At the outset I also extend my thanks to the other members of the committee: the Hon. Kyam Maher, the Hon. Mark Parnell, the Hon. David Ridgway and the Hon. Russell Wortley. More recently we have struggled to get the full membership of the committee present, but that is a reflection of the fact that we are reaching an end of the parliamentary sittings. I also thank our secretary, Anthony Beasley, for his attempts at diarising these things, organising witnesses, and so forth.

To date we have received 10 submissions and heard from 15 witnesses. They have been: Renewal SA, the City of Charles Sturt (both the CEO and separately from the mayor, who was really elected on this issue), and from other counsellors. The chief set of witnesses we have heard from have been local community groups and concerned residents. I will make some remarks in relation to some of the evidence we have received so far.

The origin of the land swap has some history. My observation—and I think the conclusion reached by the Ombudsman—is that this decision, which has caused so much community outrage, was really driven by the 30-Year Plan and the obsession within government of transit-orientated developments. Woodville became the focus of what really was supposed to be the pilot, and the council fell into line with the state government rather than seeing itself as an independent body that needed to take into consideration the wishes of its community.

We have clearly advanced a fair way down the track to the point even where the minister has now signed the DPA. The rail lines electrification has fallen off the agenda, so that initial reason has almost become redundant, yet the proponents, particularly on council, have dug themselves in so far that I think they feel that it would be too much loss of face for them to reverse their position.

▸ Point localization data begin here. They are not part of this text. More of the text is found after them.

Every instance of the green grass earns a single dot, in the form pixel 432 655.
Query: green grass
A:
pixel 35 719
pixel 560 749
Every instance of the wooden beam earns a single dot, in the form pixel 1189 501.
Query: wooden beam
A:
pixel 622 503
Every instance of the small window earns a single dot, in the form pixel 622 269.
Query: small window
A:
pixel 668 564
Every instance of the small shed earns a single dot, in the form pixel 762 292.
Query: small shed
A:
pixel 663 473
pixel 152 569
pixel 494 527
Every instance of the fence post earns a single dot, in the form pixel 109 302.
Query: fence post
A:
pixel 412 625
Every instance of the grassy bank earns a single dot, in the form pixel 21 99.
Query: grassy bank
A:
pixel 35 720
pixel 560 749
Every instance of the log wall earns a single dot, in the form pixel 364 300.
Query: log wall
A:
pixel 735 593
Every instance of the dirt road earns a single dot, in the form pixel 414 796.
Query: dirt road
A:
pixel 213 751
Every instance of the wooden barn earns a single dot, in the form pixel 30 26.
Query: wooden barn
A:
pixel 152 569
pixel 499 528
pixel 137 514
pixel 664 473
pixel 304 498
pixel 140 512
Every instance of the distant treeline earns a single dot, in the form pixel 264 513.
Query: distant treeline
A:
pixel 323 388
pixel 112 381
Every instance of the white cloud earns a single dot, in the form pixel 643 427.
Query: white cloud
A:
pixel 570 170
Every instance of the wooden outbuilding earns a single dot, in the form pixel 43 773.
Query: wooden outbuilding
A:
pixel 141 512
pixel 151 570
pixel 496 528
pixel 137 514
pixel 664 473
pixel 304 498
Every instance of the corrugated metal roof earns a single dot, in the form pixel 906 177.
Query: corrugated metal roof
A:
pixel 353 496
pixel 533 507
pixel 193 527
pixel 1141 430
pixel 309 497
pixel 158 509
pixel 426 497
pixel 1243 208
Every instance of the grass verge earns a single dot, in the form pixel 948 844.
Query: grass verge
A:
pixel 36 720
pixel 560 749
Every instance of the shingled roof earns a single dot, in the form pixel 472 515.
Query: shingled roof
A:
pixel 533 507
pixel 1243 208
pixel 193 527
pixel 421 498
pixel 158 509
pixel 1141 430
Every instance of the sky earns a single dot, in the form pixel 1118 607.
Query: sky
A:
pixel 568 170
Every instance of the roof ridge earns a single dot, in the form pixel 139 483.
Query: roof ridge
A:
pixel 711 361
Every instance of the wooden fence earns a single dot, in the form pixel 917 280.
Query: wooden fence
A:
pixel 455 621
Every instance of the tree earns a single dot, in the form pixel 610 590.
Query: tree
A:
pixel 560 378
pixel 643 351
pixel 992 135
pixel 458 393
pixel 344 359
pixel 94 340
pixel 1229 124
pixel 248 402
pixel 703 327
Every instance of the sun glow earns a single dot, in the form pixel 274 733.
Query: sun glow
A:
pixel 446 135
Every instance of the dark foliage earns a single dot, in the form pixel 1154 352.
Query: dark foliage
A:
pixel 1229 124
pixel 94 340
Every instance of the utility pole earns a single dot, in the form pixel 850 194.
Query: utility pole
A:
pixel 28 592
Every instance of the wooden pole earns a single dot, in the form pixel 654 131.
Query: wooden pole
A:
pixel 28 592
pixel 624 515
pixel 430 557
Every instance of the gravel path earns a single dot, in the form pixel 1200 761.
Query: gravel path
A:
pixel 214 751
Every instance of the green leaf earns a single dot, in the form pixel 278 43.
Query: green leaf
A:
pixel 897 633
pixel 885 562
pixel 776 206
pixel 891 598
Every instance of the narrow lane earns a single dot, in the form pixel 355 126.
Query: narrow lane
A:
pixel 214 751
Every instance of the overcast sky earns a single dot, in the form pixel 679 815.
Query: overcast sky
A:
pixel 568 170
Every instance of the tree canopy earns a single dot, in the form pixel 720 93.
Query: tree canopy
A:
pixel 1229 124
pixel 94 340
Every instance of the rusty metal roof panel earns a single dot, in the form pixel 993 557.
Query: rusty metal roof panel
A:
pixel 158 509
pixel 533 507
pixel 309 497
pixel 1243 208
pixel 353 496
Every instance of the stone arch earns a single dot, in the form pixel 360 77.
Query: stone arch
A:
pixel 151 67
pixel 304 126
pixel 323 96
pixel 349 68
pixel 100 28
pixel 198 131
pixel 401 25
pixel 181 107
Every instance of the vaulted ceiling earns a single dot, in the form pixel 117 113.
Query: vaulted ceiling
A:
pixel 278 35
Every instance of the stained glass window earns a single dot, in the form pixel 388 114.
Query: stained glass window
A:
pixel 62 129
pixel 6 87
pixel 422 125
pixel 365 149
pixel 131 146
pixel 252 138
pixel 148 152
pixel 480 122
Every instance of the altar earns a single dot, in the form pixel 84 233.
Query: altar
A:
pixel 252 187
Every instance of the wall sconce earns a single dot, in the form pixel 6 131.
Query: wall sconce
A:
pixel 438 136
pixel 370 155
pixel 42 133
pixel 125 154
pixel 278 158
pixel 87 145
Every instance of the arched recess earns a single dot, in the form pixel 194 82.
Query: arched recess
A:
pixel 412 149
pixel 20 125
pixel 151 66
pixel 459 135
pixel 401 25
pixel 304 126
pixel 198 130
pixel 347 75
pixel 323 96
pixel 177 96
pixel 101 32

The roles, particularly in the initial decision, of the member for Croydon, the member for Cheltenham and the member for Enfield really do not place them in a good light. It really has been a Labor conspiracy that the Labor Party controls that council, so we have ended up with this situation. We may yet receive evidence from the member for Croydon. He has written to the committee, and I quote from his email. He says that allegations have been made against him in some of the submissions:

...that the person must know are false, or in which the person is recklessly indifferent to their truth or falsity, or in which the person's allegation pre-supposes a relationship or communications between us that did not exist at the relevant time or ever. In some cases, it is rather like being stalked by complete strangers or people with whom I have had no communication for years.

He clearly feels he would like to provide evidence and he, of course, has that right, as do all citizens.

It is quite a dysfunctional council and we certainly heard evidence of that. We heard evidence of the council that existed prior to the 2010 elections, which was the subject of the Ombudsman's report. I think the Ombudsman's recommendations and findings are quite limited by the existing provisions in the Local Government Act but, certainly, a number of those recommendations, if you read between the lines, indicate that, had the act been written differently, some of those councillors would have come in for some fairly strong penalties for their behaviour and collusion—certainly, unethical behaviour—and some of it may not have been able to be pinned down.

As a result, there has been not a single action that has taken place against any of them for those things. I note, too, that there was a lot of legal wrangling to try to fend off the Ombudsman from providing a report. There is a lack of trust in the community and on council, and it has really just become a battleground and the situation we are in is really quite sad.